【合意】米中「第1段階合意」に署名 中国、米製品の輸入5割増

長らく続いた米中貿易戦争ですが、昨日、第一段階の合意に正式に署名が行われました。この合意を受け、生活必需品メーカーの株は値上がりを見せました。どんな銘柄が値上がりを見せたのか?また、第2段階の交渉の行方はどうなるのか?当記事で紹介します。

記事内容

米中両国は15日、貿易交渉を巡る「第1段階の合意」で正式に文書に署名した。合意内容は、中国が米製品の輸入を1.5倍に増やすことや、知的財産権の保護など7項目。米政権は2月に制裁関税の一部を下げる。ただ、中国は産業政策の抜本見直しを拒んだままで、米国も中国製品の7割弱に制裁関税を課したままだ。米中対立は「薄氷の休戦」にすぎない。

米中両国はトランプ大統領や中国の劉鶴(リュウ・ハァ)副首相が参加してホワイトハウスで署名式を開いた。トランプ氏は「公正な貿易を実現する歴史的な取引だ」などと成果を誇った。

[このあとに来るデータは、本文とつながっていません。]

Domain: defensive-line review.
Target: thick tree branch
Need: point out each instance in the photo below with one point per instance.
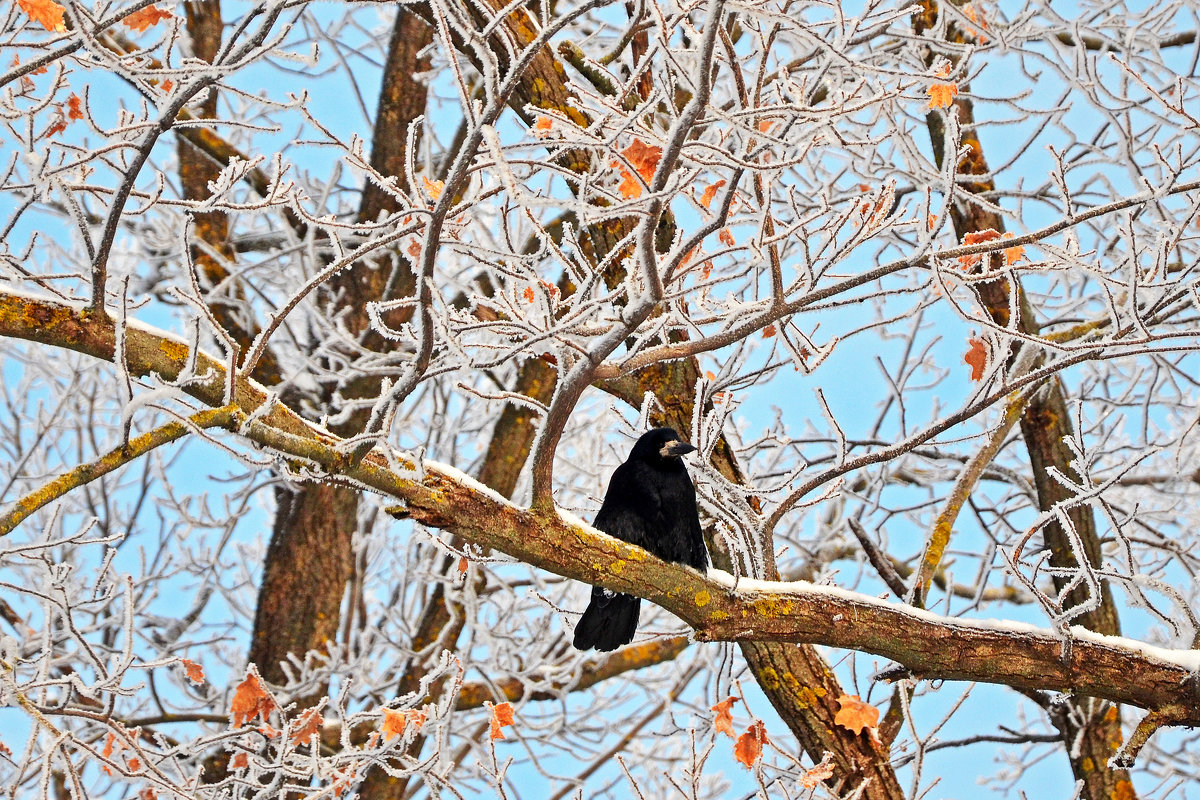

米通商代表部(USTR)は約90ページの合意文書を公表し、中国による金融サービス市場の開放や人民元安誘導の自制――など7項目の詳細を開示した。両国が貿易拡大や市場開放などで合意文書にとりまとめるのは、18年7月に関税合戦が勃発して以降で初めてだ。

合意の柱は米中貿易の大幅拡大だ。中国は米国からモノとサービスの輸入を2年で2000億ドル増やす。今回明らかになった輸入拡大規模の内訳は、工業品が777億ドル、液化天然ガス(LNG)などエネルギーが524億ドル、農畜産品が320億ドル。米国のモノ・サービスの対中輸出額は1863億ドル(17年)で供給量は1.5倍となる。

合意文書には知的財産権の保護も盛り込み「中国は企業秘密や商標などで権利保護を強化する」とした。中国に進出する米企業は、同国側に求められる技術移転を嫌ってきたが、合意文書には「当局による外国企業への技術移転の強要を禁止する」とも明記した。

米国側は「第1段階の合意」を受けて、2月中旬をメドに、19年9月に発動した制裁関税第4弾(1200億ドル分)の関税率を15%から7.5%に引き下げる。発動済みの制裁関税を緩和するのは初めてで、過熱し続けた貿易戦争がようやく休戦に向かう。

この関税合意で値上がりを見せた生活必需品銘柄

下記の銘柄が関税合意によって値上がりしています。こちらの記事でも生活必需品銘柄を紹介しています。

 米国債利回り下落!おすすめの生活必需品セクターとは?

  • P&G

世界トップの一般消費財メーカーのP&Gです。イランとの戦争懸念で株が一時期売り込まれましたが、126ドルまで株価が上昇しています。

【株式投資】米国株で大人気のP&G株について調べてみた

  • KO

皆さんがお馴染みのコカコーラは新高値の56.88ドルをつけています。

 【株式投資】米国株で大人気のコカコーラ株について調べてみた

  • UL

クノールやLuxで有名な英国企業のユニリーバも57ドルまで株価が上昇しています。

  • PEP

PEPもKOやPGと同様の値動きをしており、140ドルまで上昇しています。

  • SBUX

SBUXの株価も91.5ドルと95ドルに迫る勢いです。

【投資家必見】スターバックスに投資するべきか?決算書を読んでみた

まとめ

トランプ大統領は大統領選挙当選に向け、貿易署名の第1段階の合意に署名しました。ただ、米政権は制裁関税第1~3弾でかけた輸入品に対しては25%の関税率を堅持し、中国も産業補助金の見直しなど構造改革は拒んだままです。

トランプ氏は「早期に第2段階の交渉を始める」と主張するが、同氏は「合意は11月の選挙後になるかもしれない」とも話す。関税合戦そのものの終結は依然として見えてきていません。株式市場としては大統領選挙に向けて着実にバブルに進みます。NYダウ30000突破も見えています。